7. [__RQ7__] *Estimating probabilities is a core skill for a data scientist: show us your best!*
   - Estimate the probability that a book has over 30% of the ratings above 4.
   - Estimate the probability that an author publishes a new book within two years from its last work.
   - In the file [*list.json*](https://www.kaggle.com/datasets/opalskies/large-books-metadata-dataset-50-mill-entries?select=list.json), you will find a peculiar list named **"The Worst Books of All Time."** Estimate the probability of a book being included in this list, knowing it has more than 700 pages.
   - Are the events *X=’Being Included in The Worst Books of All Time list’* and *Y=’Having more than 700 pages’* independent? Explain how you have obtained your answer.

8. [__RQ8__] *Charts, statistical tests, and analysis methods are splendid tools to illustrate your data-driven decisions to check whether a hypothesis is correct.*
   - Can you demonstrate that readers usually rate the longest books as the worst?
   - Compare the average rate distribution for English and non-English books with a proper statistical procedure. What can you conclude about those two groups?
   - About the two groups in the previous question, extract helpful statistics like mode, mean, median, and quartiles, explaining their role in a box plot.
   - It seems reasonable to assume that authors with more fans should have more reviews, but maybe their fans are a bit *lazy*. Confirm or reject this with a convenient statistical test or a predictive model.
   - Provide a short survey about helpful statistical tests in data analysis and mining: focus on hypothesis design and the difference between parametric and nonparametric tests, explaining the reasons behind the choice of one of these two tests.

### Bonus points

**1.**

- Select one alternative library to Pandas (i.e., Dask, Polar, Vaex, Datatable, etc.), upload [authors.json](https://www.kaggle.com/datasets/opalskies/large-books-metadata-dataset-50-mill-entries) dataset, and filter authors with at least 100 reviews. Do the same using Pandas and compare performance in terms of milliseconds.

- Select one alternative library to Pandas (i.e., Dask, Polar, Vaex, Datatable, etc.), upload [books.json](https://www.kaggle.com/datasets/opalskies/large-books-metadata-dataset-50-mill-entries), and join them with [authors.json](https://www.kaggle.com/datasets/opalskies/large-books-metadata-dataset-50-mill-entries) based on author_id. How many books don’t have a match for the author?

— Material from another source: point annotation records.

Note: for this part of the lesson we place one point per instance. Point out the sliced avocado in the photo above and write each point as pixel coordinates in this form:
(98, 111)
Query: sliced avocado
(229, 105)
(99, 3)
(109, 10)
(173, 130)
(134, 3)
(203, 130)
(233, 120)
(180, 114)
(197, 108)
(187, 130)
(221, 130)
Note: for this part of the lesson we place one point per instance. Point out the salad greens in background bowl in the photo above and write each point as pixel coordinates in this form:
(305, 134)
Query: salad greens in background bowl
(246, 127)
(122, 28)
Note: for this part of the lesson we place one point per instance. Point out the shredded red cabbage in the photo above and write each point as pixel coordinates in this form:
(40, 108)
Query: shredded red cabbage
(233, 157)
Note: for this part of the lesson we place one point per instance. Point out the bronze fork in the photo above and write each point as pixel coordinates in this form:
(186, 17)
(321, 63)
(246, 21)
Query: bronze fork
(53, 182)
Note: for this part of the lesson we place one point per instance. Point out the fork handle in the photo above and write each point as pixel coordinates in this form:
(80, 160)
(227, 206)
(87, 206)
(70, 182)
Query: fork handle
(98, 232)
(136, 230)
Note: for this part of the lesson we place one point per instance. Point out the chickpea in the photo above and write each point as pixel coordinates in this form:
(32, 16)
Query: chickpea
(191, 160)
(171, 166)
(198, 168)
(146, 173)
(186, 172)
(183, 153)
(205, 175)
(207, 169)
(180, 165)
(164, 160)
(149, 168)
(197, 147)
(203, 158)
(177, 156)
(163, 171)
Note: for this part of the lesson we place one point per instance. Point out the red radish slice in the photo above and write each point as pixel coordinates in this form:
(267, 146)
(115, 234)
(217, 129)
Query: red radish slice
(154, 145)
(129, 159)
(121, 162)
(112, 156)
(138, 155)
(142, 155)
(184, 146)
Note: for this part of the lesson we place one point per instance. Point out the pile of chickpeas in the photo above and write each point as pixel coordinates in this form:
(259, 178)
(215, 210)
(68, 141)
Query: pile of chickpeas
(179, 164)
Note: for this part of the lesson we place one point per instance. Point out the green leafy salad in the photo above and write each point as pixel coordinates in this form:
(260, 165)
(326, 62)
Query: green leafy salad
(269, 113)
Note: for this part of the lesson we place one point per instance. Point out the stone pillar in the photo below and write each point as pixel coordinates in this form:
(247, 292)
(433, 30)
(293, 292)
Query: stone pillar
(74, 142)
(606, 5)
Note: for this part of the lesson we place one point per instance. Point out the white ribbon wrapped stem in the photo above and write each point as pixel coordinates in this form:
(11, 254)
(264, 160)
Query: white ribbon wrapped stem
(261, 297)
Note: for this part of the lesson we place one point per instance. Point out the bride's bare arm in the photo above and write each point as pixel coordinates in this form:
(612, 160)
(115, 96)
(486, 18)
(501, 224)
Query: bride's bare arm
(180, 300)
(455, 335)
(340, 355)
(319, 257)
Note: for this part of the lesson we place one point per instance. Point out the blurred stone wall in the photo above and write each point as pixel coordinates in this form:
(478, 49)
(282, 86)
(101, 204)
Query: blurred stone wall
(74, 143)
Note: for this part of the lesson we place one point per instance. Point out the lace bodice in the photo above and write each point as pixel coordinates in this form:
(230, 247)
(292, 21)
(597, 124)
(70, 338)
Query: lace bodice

**2.** *Every book should have a field named description, and any author should have a field named description. Choose one of the two and perform a text-mining analysis:*

- If you choose to text-mine [**books.json**](https://www.kaggle.com/datasets/opalskies/large-books-metadata-dataset-50-mill-entries) **’ descriptions**, try to find a way to group books in genres using whatever procedure you want, highlighting words that are triggers for these choices.

- If you choose to text-mine [**authors.json**](https://www.kaggle.com/datasets/opalskies/large-books-metadata-dataset-50-mill-entries)**’ about-field**, try to find a way to group authors in genres using whatever procedure you want, highlighting words that are triggers for these choices.

- If you feel comfortable and did **both** tasks, analyze the matching of the two procedures. You grouped books and authors in genres. Do these two procedures show correspondence?